By Candis Meredith
When it comes to a decision between flipping houses or renovate real estate to the extent that the renovation in question is more properly called a restoration, there are several points to consider. We have always been fond of Victorians, for example, yet I know how much work and expense restoration involves and how many unwelcome structural surprises might be uncovered. However, unlooked for construction problems can also be part of the effort to fix up and flip houses.
Factoids for Flippers
Profits are best, of course, during times when home sales prices are up. But location also figures in.
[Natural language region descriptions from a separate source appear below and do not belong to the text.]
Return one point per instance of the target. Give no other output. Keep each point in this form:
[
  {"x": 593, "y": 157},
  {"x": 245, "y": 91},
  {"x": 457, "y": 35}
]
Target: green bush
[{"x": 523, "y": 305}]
Flipping houses is a more popular activity in Baltimore, Virginia Beach and other mid-Atlantic locations than it is in Houston or Denver. It therefore behooves someone interested in becoming a flipper to do some market research in the city under consideration.
Weighing the Challenges of Flipping
There are four key considerations:
• Locating a good house at a price low enough to make the deal worthwhile
• Finding contractors who will provide quality work at reasonable fees
• Accessibility to proper financing
• The ability to sell the house at a price that will cover expenses and provide sufficient profit
We recommend that potential flippers work out all the costs that will be involved in the venture, not just the improvement expenses. For instance, there will be the cost of borrowed money to begin with, and the costs associated with the actual sale. Additionally, during the time flippers own the house, they will have to pay insurance, utilities and property taxes.
Going for Restoration
While it is entirely possible that older homes that have been restored could be flipped and a good profit realized, it seems more likely to me that, considering the painstaking work involved, the owner will want to keep such a home. Restoration will likely bring many challenges, but the results can be spectacular. It might involve a 200-year-old saltbox or a 1950s ranch, but bringing an older home back to its best years is often an effort entered into with equal parts of determination, energy and love.
A Good Restoration Requires a Good Plan
The best advice I’ve ever heard, once the decision to restore a home has been made, is to develop a thorough plan for the job. This is especially important if the homeowner is going to live in the house while the work is going on. For example, provisions for cooking would have to be made while the kitchen is undergoing renovation, and one bathroom has to be available while others are being updated.
There are many more considerations, of course, and each restoration has its own set of problems to be faced. The best idea is to make a detailed road map on paper first. A good plan will make a great deal of difference in how smoothly and efficiently the actual work will be handled.